Amyotrophic lateral sclerosis (ALS) is finally in the spotlight. As a rare neurodegenerative disease characterized by the progressive loss of a subset of motor neurons, ALS has often been overshadowed by other diseases such as Alzheimer’s and Parkinson’s.  However, thanks to events such as the viral Ice Bucket Challenge last summer and Eddie Redmayne’s Oscar winning portrayal of Stephen Hawking in The Theory of Everything, ALS has entered the public consciousness. In parallel, the scientific field has also experienced major growth, with new disease-causing mutations being reported on a regular basis. Labs have rushed to understand how these genetic mutations cause neurodegeneration, but a fundamental question remains unanswered: why do only certain motor neurons die in the course of ALS? After all, genetic mutations are global, and yet in ALS and most neurodegenerative diseases, only a subset of neurons die.

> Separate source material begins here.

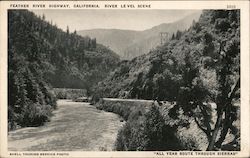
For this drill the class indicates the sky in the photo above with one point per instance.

Smita Saxena and her lab at the University of Bern have worked to address this question of selective vulnerability for several years and have found that the neurons that degenerate in ALS may be intrinsically under more stress. In this latest paper from their group, Audrey Filézac de L’Etang and others set out to discover which molecules play a role in making neurons more or less vulnerable to disease. They discovered that a protein called SIL1 is highly expressed in disease-resistant neurons, and has low levels of expression in disease-vulnerable neurons. Intriguingly, SIL1 is known to protect neurons from stress, suggesting that the inherently lower levels of SIL1 in vulnerable neurons are why they die in ALS. In support of this, when Filézac de L’Etang et al. genetically reduced levels of SIL1 in normal mice, there was increased neuronal stress and motor neuron recovery from injury was significantly impaired.

Compelling as this evidence may be, it only suggests; it does not establish causality. Therefore, Filézac de L’Etang et al. then altered SIL1 levels in a mouse model of ALS and examined disease progression. They found that decreasing SIL1 in the ALS mice accelerated the disease process, with faster decline in motor coordination and decreased lifespans. On the flip side, increasing SIL1 in the ALS mice alleviated the disease, with improved coordination and increased lifespans. Furthermore, increasing SIL1 led to survival of the motor neurons that typically die in ALS.  With these two experiments, Filézac de L’Etang et al. have shown that certain neurons can be biased for degeneration depending on their molecular composition and that altering said composition can rescue the neurons from death in a mouse model of ALS.

These findings are exciting, as they help answer one of the long-standing issues in the field of neurodegeneration. Certainly, there are still some unanswered questions that need to be addressed in future studies – how do the variety of mutated ALS genes interact with SIL1 and cellular stress? Are there other regions of the brain that have low SIL1 and if so, are they lost in ALS? Can SIL1 explain selective vulnerability in other neurodegenerative diseases? Nevertheless, this study is a critical advancement in our understanding ALS, making a cure that much closer.